Ciara Ottewill is a stickler for accuracy, so she is unhappy with the typical "close" approximations used for the value of numbers like pi. She wanted the numbers to be more accurate yet easy to remember and so wrote a computer programme to get what she wanted. The result is a project with the challenging title, "Diophantine Approximation".
She presented the concepts behind approximating things such as the value of pi and the square root of two, and also offered very accurate alternatives to values familiar from school days, for example pi being equal to 22/7.
"I am slightly accuracy obsessed," the 15-year-old transition year student from Alexandra College, Milltown, admits. "Maths is my favourite subject and I want to do it in college."
Diophantus lived in Alexandra in the third century AD and was important in maths theory, Ciara explained.
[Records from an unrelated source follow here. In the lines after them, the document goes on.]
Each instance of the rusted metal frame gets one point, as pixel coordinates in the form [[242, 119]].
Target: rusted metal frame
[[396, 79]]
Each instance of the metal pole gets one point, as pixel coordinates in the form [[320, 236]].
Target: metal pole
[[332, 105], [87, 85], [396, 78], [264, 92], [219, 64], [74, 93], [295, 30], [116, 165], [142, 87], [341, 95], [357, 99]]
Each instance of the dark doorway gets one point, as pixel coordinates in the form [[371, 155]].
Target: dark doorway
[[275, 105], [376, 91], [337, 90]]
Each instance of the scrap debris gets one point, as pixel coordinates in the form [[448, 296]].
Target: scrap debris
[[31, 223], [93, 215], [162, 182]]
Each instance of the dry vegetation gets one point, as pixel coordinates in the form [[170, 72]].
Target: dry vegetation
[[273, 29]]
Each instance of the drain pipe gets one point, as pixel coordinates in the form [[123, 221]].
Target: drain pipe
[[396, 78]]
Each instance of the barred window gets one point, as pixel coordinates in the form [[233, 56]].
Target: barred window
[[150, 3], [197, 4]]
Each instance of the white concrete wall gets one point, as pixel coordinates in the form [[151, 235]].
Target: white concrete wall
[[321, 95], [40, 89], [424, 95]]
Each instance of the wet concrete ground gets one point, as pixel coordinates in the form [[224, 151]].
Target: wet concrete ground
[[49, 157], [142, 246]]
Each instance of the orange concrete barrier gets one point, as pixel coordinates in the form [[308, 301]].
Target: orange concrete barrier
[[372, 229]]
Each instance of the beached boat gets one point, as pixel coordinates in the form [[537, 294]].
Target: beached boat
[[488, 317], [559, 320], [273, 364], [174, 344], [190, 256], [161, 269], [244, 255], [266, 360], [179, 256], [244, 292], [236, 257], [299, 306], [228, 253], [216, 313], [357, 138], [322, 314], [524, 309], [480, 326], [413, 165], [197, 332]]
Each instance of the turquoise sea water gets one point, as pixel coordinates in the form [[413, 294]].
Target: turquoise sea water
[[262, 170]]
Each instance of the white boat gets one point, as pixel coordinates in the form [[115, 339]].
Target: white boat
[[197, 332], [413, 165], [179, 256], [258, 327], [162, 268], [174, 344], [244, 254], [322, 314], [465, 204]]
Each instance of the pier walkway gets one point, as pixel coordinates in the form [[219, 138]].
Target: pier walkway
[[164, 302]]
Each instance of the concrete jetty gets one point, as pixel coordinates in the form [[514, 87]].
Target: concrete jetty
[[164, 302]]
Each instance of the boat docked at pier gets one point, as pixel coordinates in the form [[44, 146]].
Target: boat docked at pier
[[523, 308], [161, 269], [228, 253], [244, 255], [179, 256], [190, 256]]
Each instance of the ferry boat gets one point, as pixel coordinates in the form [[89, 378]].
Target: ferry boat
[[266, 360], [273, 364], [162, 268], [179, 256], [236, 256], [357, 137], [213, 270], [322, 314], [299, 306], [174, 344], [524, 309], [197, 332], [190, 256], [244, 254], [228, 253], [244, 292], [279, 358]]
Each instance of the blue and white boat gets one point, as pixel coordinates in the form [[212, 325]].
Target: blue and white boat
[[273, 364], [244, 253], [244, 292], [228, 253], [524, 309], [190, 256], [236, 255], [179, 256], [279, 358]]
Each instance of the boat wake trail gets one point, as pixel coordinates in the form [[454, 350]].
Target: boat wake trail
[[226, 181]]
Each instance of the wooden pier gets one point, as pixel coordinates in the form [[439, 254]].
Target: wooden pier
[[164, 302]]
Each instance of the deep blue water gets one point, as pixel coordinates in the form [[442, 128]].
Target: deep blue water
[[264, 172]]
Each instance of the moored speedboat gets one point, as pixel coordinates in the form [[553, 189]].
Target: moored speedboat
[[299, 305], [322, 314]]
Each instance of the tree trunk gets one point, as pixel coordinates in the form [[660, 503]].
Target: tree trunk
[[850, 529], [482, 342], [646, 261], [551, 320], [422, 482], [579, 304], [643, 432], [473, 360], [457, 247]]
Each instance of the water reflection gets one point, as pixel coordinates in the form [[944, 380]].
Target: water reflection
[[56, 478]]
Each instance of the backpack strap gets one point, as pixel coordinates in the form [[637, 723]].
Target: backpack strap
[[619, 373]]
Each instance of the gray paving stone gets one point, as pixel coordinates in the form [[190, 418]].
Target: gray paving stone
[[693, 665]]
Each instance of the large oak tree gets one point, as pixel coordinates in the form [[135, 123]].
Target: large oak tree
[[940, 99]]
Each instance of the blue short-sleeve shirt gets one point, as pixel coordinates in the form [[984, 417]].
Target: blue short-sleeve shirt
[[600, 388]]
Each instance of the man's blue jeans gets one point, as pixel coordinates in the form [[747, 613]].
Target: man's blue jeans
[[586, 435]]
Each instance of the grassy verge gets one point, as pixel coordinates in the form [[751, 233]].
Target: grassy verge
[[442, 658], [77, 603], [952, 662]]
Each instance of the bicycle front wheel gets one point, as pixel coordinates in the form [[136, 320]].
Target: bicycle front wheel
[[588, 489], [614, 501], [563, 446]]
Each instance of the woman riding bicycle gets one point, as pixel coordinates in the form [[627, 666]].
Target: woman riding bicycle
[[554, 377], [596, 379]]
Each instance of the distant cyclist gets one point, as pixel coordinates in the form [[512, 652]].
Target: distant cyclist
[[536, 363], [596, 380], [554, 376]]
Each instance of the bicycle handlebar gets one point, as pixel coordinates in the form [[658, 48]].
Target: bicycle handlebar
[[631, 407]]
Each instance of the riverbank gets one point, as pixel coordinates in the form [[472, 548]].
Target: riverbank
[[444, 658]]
Pi and square root of two are known as irrational numbers and Diophantus developed ways to deliver good approximations of irrational numbers.
Ciara was interested in this, seeking very accurate approximations using fractions containing ordinary rational numbers. The goal was always to achieve the highest accuracy that can be reasonably achieved without having to use huge numbers, she explained. Students use 22/7 to approximate pi, but her computer programme showed that the fraction 355/113 is much more accurate when representing pi. It is also easy to remember, she said.
Her approximation for square root of two is the simple fraction 99/70.